Risks: Asymmetry. Rippling or bagginess of skin. Pigmentation changes. Skin injury. Fluid retention. Excessive fluid loss leading to shock. Infection.
UAL: thermal burn injury caused by the heat from the ultrasound device.
Recovery: Back to work: 1 to 2 weeks. More strenuous activity: 2 to 4 weeks. Full recovery from swelling and bruising: 1 to 6 months or more. Use of tumescent technique or UAL may decrease post-operative bruising and swelling.
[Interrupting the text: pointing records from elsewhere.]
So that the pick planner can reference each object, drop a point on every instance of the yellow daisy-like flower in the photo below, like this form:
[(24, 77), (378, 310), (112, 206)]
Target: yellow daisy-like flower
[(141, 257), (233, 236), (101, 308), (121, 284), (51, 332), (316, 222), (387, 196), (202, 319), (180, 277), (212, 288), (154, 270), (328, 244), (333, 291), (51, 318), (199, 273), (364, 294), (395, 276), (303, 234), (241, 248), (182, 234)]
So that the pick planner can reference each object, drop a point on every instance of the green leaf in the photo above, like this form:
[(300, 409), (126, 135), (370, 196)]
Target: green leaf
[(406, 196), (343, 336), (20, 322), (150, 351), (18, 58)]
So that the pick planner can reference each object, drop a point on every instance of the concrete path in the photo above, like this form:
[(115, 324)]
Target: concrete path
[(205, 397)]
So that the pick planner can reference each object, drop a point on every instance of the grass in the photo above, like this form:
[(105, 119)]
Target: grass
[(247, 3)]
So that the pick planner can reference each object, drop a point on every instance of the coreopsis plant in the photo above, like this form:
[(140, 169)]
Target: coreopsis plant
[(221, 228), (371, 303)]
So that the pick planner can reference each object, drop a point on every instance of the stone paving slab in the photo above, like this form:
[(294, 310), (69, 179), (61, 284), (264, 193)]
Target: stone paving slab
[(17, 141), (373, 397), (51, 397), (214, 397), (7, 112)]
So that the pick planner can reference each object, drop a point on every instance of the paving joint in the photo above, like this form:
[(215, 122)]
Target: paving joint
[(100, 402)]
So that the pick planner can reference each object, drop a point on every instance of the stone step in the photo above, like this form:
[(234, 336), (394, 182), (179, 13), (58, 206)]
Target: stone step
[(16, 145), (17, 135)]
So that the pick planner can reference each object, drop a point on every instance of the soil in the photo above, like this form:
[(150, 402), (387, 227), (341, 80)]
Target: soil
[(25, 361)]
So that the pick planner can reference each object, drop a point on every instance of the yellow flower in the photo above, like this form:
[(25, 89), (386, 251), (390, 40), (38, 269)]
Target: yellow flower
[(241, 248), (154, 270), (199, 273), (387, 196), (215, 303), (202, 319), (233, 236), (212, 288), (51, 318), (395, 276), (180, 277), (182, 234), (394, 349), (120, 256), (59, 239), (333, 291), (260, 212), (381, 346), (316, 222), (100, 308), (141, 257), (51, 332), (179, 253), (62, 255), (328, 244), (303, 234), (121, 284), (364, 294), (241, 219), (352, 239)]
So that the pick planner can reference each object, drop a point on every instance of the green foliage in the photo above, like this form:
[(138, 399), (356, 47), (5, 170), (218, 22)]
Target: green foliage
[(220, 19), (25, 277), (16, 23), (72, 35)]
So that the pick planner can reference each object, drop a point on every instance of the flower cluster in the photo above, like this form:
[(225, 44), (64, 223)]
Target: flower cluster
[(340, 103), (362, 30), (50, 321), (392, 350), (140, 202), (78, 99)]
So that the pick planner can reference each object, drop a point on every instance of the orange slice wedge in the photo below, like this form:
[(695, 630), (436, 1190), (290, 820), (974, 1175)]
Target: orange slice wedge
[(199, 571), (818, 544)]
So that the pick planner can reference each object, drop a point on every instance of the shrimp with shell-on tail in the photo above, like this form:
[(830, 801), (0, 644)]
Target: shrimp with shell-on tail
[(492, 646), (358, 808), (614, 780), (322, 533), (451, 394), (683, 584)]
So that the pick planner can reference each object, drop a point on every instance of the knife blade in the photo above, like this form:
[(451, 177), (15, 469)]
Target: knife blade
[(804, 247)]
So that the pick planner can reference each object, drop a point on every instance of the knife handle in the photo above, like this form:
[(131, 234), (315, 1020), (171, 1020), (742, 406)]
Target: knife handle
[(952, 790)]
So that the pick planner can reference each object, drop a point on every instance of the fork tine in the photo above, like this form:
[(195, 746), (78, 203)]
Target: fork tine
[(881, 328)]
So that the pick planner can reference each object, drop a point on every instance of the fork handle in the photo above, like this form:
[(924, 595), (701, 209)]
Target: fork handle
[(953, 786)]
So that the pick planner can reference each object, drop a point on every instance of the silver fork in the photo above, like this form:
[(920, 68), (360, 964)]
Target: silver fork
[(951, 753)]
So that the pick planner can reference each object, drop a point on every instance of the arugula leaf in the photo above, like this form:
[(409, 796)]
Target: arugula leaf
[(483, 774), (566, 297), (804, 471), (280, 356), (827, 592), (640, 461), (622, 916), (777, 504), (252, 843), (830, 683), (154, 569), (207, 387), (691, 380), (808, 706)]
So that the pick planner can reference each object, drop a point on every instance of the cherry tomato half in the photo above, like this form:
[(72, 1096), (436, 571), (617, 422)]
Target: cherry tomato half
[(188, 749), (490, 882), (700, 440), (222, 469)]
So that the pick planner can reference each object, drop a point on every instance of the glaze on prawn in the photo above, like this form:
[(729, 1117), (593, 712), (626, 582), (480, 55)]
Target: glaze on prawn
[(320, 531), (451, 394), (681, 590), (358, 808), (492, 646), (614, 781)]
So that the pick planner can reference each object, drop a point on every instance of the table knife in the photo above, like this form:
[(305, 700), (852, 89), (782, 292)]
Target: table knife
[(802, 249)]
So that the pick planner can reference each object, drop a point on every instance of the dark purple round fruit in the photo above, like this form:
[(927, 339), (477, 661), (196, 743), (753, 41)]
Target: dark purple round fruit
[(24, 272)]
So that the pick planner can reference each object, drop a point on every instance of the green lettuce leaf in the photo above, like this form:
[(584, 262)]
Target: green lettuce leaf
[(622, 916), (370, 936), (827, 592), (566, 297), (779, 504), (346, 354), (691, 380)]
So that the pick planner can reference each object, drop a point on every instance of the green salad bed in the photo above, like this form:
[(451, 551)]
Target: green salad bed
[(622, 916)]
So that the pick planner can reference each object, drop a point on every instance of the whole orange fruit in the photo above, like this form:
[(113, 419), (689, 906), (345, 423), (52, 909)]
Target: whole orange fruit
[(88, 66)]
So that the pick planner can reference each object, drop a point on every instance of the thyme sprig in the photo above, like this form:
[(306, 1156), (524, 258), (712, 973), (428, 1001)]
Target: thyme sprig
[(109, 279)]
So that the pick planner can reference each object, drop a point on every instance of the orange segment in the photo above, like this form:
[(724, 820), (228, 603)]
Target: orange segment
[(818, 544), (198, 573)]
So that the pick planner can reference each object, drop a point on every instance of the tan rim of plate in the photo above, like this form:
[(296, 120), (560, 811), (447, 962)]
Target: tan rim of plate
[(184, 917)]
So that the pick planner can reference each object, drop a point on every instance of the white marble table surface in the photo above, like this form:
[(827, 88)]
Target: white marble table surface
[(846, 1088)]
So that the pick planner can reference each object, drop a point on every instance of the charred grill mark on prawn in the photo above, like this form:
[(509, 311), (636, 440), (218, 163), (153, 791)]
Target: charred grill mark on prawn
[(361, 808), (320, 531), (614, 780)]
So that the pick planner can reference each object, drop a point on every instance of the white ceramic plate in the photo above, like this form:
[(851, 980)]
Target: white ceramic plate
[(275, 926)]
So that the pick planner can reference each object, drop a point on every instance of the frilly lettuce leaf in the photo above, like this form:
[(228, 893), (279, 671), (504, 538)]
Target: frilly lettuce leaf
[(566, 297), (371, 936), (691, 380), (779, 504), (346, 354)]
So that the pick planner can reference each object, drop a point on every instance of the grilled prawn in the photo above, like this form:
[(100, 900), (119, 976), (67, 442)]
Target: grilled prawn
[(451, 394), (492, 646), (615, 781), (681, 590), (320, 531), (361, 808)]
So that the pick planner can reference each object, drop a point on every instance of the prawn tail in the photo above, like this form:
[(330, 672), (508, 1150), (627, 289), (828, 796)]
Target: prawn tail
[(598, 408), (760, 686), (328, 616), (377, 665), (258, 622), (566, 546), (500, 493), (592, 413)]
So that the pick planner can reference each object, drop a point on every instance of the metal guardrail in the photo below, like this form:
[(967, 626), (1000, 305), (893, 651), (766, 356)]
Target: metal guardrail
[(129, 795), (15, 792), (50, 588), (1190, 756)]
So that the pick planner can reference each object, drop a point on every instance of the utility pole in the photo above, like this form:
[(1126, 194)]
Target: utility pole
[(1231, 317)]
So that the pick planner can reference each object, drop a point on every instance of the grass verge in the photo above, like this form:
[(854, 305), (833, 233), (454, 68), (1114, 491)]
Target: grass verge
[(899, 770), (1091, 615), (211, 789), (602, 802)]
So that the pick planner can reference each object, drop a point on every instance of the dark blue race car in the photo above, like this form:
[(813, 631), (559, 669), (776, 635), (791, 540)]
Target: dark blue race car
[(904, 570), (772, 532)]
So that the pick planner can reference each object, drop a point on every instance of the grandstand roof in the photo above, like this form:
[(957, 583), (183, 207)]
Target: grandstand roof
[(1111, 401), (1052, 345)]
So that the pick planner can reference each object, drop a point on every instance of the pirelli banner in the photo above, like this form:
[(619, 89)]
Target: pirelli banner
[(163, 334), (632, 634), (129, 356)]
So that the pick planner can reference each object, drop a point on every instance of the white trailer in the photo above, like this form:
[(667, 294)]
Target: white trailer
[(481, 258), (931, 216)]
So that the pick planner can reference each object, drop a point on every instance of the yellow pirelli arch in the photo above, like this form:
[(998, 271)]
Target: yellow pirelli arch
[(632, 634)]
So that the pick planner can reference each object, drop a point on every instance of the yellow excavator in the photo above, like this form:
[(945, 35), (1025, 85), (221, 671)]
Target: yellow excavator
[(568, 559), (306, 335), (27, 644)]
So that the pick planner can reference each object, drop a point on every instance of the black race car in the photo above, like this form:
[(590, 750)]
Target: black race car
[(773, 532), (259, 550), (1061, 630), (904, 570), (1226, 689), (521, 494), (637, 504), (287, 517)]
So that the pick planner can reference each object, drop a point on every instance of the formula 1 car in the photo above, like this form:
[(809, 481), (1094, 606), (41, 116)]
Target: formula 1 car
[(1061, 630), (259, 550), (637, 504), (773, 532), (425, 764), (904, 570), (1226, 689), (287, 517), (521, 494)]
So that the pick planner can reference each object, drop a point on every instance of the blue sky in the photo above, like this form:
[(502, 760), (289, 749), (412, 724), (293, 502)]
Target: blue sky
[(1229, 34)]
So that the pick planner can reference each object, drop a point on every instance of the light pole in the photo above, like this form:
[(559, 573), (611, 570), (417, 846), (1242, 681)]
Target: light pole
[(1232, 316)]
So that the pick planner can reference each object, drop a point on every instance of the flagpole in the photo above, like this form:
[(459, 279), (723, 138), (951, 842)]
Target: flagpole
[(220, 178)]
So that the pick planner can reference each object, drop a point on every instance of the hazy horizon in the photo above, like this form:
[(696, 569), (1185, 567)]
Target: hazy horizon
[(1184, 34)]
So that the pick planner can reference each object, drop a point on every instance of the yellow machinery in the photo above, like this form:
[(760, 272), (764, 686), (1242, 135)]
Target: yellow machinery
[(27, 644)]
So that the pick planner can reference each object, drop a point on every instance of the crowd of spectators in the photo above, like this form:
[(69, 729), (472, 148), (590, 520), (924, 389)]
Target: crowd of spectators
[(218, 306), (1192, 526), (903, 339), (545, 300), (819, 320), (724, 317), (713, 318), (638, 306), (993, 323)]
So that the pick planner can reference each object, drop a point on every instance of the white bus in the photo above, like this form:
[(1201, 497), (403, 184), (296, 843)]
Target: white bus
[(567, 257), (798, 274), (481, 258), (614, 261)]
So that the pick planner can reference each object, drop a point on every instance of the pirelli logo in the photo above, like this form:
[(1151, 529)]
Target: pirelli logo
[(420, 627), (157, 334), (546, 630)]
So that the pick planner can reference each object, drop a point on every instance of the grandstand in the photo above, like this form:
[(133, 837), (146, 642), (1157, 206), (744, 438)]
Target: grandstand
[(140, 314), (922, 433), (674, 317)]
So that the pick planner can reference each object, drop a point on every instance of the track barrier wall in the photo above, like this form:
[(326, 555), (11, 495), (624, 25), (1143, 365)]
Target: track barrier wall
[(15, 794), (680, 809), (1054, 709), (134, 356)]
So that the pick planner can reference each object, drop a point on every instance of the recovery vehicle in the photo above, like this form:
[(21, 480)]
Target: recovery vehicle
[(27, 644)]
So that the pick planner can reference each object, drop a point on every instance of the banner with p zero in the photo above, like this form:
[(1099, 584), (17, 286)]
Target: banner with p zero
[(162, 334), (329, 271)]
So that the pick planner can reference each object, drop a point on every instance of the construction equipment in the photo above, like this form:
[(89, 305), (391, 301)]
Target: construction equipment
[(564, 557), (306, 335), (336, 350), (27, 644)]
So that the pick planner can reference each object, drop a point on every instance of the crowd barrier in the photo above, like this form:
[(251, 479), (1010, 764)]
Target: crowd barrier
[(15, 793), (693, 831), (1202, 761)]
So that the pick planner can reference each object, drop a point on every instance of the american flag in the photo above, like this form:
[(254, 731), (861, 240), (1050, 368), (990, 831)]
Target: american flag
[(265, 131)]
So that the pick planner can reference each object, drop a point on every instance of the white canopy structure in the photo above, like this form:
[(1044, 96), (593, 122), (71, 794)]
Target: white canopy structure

Duration Of Results: Permanent, with sensible diet and exercise.
Planning your surgery
In your initial consultation, your surgeon will evaluate your health, determine where your fat deposits lie and assess the condition of your skin. Your surgeon will explain the body-contouring methods that may be most appropriate for you. For example, if you believe you want liposuction in the abdominal area, you may learn that an abdominoplasty or "tummy tuck" may more effectively meet your goals; or that a combination of traditional liposuction and UAL would be the best choice for you. Be frank in discussing your expectations with your surgeon. He or she should be equally frank with you, describing the procedure in detail and explaining its risks and limitations.
After your surgery
After surgery, you will likely experience some fluid drainage from the incisions. Occasionally, a small drainage tube may be inserted beneath the skin for a couple of days to prevent fluid build-up. To control swelling and to help your skin better fit its new contours, you may be fitted with a snug elastic garment to wear over the treated area for a few weeks. Your doctor may also prescribe antibiotics to prevent infection. Don't expect to look or feel great right after surgery. Even though the newer techniques are believed to reduce some post-operative discomforts, you may still experience some pain, burning, swelling, bleeding and temporary numbness. Pain can be controlled with medications prescribed by your surgeon, though you may still feel stiff and sore for a few days. It is normal to feel a bit anxious or depressed in the days or weeks following surgery. However, this feeling will subside as you begin to look and feel better.
Getting back to normal
Healing is a gradual process. Your surgeon will probably tell you to start walking around as soon as possible to reduce swelling and to help prevent blood clots from forming in your legs. You will begin to feel better after about a week or two and you should be back at work within a few days following your surgery. The stitches are removed or dissolve on their own within the first week to 10 days. Activity that is more strenuous should be avoided for about a month as your body continues to heal. Although most of the bruising and swelling usually disappears within three weeks, some swelling may remain for six months or more. Your surgeon will schedule follow-up visits to monitor your progress and to see if any additional procedures are needed. If you have any unusual symptoms between visits -- for example, heavy bleeding or a sudden increase in pain -- or any questions about what you can and can't do, call your doctor.